A continuum and computational framework for viscoelastodynamics: III. A nonlinear theory

TL;DR

This paper develops a nonlinear viscoelasticity theory extending previous models, incorporating a Green-Naghdi type kinematic assumption, and demonstrates its effectiveness through numerical examples at large strains.

Contribution

It introduces a novel nonlinear viscoelasticity model based on Hill's hyperelasticity and a Green-Naghdi type assumption, differing from traditional intermediate configuration approaches.

Findings

The model accurately captures large strain viscoelastic behaviors.

The proposed framework enables consistent linearization and modular implementation.
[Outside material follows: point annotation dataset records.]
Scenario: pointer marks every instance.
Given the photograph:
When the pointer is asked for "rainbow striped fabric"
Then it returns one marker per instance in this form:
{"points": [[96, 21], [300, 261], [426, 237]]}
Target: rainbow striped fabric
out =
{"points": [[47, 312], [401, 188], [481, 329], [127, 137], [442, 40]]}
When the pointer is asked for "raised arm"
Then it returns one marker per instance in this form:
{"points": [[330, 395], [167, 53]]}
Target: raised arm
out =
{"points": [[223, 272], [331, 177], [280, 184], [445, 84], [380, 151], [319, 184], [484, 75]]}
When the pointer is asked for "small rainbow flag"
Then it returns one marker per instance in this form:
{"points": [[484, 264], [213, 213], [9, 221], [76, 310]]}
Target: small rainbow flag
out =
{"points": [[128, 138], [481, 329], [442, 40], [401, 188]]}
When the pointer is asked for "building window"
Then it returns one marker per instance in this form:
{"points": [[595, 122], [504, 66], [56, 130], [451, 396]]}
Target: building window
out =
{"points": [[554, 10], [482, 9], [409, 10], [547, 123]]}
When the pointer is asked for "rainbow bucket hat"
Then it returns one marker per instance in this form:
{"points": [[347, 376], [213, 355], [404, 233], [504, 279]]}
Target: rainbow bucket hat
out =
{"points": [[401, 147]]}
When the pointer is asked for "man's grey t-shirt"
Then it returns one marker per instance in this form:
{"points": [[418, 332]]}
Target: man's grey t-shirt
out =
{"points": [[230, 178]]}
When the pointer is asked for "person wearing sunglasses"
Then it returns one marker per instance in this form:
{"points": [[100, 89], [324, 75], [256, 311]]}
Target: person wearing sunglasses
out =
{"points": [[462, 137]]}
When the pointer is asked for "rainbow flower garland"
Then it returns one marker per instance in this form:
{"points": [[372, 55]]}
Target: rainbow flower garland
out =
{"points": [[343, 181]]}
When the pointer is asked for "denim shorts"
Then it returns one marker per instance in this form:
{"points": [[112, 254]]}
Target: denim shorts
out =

Numerical examples validate the model's effectiveness in complex scenarios.

Abstract

We continue our investigation of viscoelasticity by extending the Holzapfel-Simo approach discussed in Part I to the fully nonlinear regime. By scrutinizing the relaxation property for the non-equilibrium stresses, it is revealed that a kinematic assumption akin to the Green-Naghdi type is necessary in the design of the potential. This insight underscores a link between the so-called additive plasticity and the viscoelasticity model under consideration, further inspiring our development of a nonlinear viscoelasticity theory. Our strategy is based on Hill's hyperelasticity framework and leverages the concept of generalized strains. Notably, the adopted kinematic assumption makes the proposed theory fundamentally different from the existing models rooted in the notion of the intermediate configuration. The computation aspects, including the consistent linearization, constitutive integration, and modular implementation, are addressed in detail. A suite of numerical examples is provided to demonstrate the capability of the proposed model in characterizing viscoelastic material behaviors at large strains.